Today, Heifer staff, working with partners in Haiti, has established a three-year plan to use donor funds to build the program back better and to create new opportunities for limited-resource farmers devastated by the earthquake.

The success of Heifer’s intervention will be measured by the institutional capacity to tend to the immediate needs of families affected by the disaster while maintaining Heifer’s model for sustainable community development.

As Haiti copes with an overwhelming presence of security forces, along with international aid and development organizations, Heifer is advancing its programmatic design through emerging partnerships with organizations that support sustainable food systems where the environmental, social and nutritional health of communities is as important as their economic profitability.

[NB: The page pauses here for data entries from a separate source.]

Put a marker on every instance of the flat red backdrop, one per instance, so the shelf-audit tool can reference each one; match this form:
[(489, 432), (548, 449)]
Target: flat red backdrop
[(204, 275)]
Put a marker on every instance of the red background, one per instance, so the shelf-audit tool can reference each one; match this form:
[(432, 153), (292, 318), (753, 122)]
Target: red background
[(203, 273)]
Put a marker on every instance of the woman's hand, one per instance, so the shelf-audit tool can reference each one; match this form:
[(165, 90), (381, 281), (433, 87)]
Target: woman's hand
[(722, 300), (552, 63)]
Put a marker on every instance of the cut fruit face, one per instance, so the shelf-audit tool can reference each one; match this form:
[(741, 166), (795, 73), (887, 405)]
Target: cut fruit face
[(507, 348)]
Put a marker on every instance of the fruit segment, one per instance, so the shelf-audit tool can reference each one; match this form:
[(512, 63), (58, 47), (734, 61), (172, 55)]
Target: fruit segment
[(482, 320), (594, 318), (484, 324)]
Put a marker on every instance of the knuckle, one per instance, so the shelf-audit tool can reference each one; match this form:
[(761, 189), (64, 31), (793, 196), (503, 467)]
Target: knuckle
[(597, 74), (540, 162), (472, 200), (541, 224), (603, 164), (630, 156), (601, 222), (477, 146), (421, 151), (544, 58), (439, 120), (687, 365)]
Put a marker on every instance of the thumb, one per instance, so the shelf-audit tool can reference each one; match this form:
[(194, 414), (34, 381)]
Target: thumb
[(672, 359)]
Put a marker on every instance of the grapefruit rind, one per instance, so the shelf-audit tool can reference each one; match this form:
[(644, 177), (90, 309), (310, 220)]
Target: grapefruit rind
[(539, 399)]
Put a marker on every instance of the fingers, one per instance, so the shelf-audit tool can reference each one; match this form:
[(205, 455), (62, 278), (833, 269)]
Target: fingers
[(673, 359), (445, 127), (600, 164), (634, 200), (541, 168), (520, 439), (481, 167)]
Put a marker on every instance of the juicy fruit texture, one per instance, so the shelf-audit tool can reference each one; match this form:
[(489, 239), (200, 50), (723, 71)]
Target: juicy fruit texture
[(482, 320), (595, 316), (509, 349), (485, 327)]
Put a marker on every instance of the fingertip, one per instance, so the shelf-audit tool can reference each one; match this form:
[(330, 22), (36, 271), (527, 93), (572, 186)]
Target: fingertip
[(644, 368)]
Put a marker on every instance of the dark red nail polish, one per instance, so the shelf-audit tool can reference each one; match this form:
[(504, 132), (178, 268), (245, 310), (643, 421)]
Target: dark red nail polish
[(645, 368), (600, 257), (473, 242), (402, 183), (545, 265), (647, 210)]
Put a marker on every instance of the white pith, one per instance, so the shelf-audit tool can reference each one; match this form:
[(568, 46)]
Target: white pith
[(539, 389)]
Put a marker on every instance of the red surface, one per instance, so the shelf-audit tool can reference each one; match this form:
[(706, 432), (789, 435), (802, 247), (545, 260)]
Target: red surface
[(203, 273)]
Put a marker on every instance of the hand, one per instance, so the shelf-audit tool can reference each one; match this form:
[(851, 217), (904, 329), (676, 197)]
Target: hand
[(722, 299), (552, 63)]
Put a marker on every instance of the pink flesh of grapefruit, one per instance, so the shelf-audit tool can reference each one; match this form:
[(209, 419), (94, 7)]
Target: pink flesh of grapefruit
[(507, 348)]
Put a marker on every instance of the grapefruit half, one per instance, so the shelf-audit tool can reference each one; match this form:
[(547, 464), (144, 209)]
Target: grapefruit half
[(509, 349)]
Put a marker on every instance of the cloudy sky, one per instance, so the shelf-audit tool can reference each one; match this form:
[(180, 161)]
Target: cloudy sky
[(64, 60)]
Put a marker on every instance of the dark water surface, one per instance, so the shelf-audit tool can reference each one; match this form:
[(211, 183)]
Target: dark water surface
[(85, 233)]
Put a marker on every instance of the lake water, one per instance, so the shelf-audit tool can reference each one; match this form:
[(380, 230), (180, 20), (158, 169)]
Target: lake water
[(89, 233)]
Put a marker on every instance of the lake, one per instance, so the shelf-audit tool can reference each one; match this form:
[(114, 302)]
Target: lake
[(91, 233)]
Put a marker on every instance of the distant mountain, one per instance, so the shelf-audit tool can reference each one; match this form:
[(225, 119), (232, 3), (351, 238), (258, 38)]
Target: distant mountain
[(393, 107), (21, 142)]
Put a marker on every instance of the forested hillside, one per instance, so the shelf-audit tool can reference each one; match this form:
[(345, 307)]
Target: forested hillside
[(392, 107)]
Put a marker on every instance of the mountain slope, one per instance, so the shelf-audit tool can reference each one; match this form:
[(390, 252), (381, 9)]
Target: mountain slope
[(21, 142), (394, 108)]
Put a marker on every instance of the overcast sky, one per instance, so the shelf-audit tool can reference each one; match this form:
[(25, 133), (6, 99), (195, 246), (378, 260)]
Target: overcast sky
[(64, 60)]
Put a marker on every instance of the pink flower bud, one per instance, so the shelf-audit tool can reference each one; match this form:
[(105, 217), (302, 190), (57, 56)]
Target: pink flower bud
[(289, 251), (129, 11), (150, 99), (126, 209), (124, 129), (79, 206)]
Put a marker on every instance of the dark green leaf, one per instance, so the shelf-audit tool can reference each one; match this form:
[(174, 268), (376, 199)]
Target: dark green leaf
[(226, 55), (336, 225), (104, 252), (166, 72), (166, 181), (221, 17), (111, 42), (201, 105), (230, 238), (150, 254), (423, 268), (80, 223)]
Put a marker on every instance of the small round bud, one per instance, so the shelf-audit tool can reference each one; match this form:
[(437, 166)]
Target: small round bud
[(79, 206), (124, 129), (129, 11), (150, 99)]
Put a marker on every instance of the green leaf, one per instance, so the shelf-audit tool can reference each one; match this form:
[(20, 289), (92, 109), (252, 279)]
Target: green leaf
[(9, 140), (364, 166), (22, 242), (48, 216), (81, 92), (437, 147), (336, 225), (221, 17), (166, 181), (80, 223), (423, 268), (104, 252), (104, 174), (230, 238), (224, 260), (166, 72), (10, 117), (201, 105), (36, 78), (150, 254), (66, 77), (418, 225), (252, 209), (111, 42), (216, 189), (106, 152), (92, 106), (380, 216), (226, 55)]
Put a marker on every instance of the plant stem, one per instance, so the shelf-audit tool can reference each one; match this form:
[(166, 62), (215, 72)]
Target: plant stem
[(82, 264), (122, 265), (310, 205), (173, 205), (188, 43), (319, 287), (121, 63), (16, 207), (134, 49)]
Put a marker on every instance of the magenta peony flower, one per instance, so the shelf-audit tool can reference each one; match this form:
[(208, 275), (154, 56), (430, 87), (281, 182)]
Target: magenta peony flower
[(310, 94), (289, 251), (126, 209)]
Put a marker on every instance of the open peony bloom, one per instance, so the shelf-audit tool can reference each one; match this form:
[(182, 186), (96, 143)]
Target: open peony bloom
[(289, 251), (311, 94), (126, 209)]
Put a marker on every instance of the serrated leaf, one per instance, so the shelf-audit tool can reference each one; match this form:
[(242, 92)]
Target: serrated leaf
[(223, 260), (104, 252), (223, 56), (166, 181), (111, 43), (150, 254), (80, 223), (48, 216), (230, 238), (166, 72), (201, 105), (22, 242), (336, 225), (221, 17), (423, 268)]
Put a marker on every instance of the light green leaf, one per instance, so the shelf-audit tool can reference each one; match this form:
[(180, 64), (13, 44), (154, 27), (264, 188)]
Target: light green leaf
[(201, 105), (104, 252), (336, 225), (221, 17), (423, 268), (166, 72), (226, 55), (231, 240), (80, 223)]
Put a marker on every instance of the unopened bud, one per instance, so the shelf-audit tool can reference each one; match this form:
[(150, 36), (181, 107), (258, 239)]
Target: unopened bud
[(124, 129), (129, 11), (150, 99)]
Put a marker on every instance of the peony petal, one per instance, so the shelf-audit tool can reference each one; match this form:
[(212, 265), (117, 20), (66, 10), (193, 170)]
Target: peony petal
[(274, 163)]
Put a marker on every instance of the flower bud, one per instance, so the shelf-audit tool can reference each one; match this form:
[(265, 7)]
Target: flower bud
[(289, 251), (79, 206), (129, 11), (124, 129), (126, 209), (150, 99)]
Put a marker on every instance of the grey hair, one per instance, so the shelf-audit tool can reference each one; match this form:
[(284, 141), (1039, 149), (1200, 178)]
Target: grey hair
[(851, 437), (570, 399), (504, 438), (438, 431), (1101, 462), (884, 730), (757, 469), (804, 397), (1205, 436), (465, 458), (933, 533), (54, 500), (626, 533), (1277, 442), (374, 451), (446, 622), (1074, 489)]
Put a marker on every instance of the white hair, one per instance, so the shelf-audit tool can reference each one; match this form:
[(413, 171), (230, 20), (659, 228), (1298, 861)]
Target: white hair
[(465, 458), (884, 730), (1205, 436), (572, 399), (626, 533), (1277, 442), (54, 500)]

At present, project work continues in the southern and northern parts of the country coordinated through the offices in Les Cayes and in Cap-Haitien, and Heifer is working with current and past partner organizations to design community development plans to respond to constituency needs. By the end of June, Heifer Haiti expects to have aided 85 families in five partner organizations affected by the earthquake:

  • Association for the Development of Varreux II (ADEVA II): 25 families will receive 100 goats to reactivate the Passing on the Gift, which began with Heifer’s project 23-0413-02.
  • Associations of Farmers of Dilaire (GEDWA): 20 families will receive 20 heifers. The original project, 23-1404-99, was implemented in the Commune of Ouanaminthe, some 72 kilometers from Cap-Haitien near the border of Haiti and the Dominican Republic.
  • Small Farmer Organization of Saut Mathurine (OPS): 20 families will receive 20 heifers. The grassroots organization is part of Heifer’s project 23-1405-02. The community of Saut Mathurine is on the edge of the Massif de la Hotte Mountains in the southern peninsula.
  • Association of Collective Hands of Roche-à-Bateau (APMCR): construction of four cisterns to aid in water collection and storage for 20 families.
  • Association of Citizens for the Development of Dupré (ACDD): improvement of four kilometers of rural roads in the community of Beaulieu to provide vehicle access to local markets. Construction is expected to take two months. Families from APMCR will also benefit from this improvement.

Through June 2011, Heifer will continue to implement the following projects in the northern and southern regions:

  • 23-1401-02 Ivwa Sustainable Agriculture and Livestock Project
  • 23-1407-02 Small Ruminants and Seeds distribution in Nordely/Beaulieu
  • 23-1414-02 Sustainable agriculture and Literacy on the Southern Coast Phase II
  • 23-1416-60 Rehabilitation of agro-pastoralism at Saint-Jean du Sud

New partnerships will enable Heifer to expand its geographic coverage in Haiti’s Central Plateau. For this, Heifer is meeting with Partners in Health, Elevages Sans Frontieres, Tet Kole Haitian Small Farmers Movement, USAID and others, hoping to secure multi-year funding commitments.

These partnerships will provide for new projects through a three- to-five year umbrella program to promote sustainable community development grounded in locally driven, values-based planning and asset development and transfer through Passing on the Gift. The program’s scope will be reviewed in July, and if approved will serve as the framework for seeking and formalizing individual projects.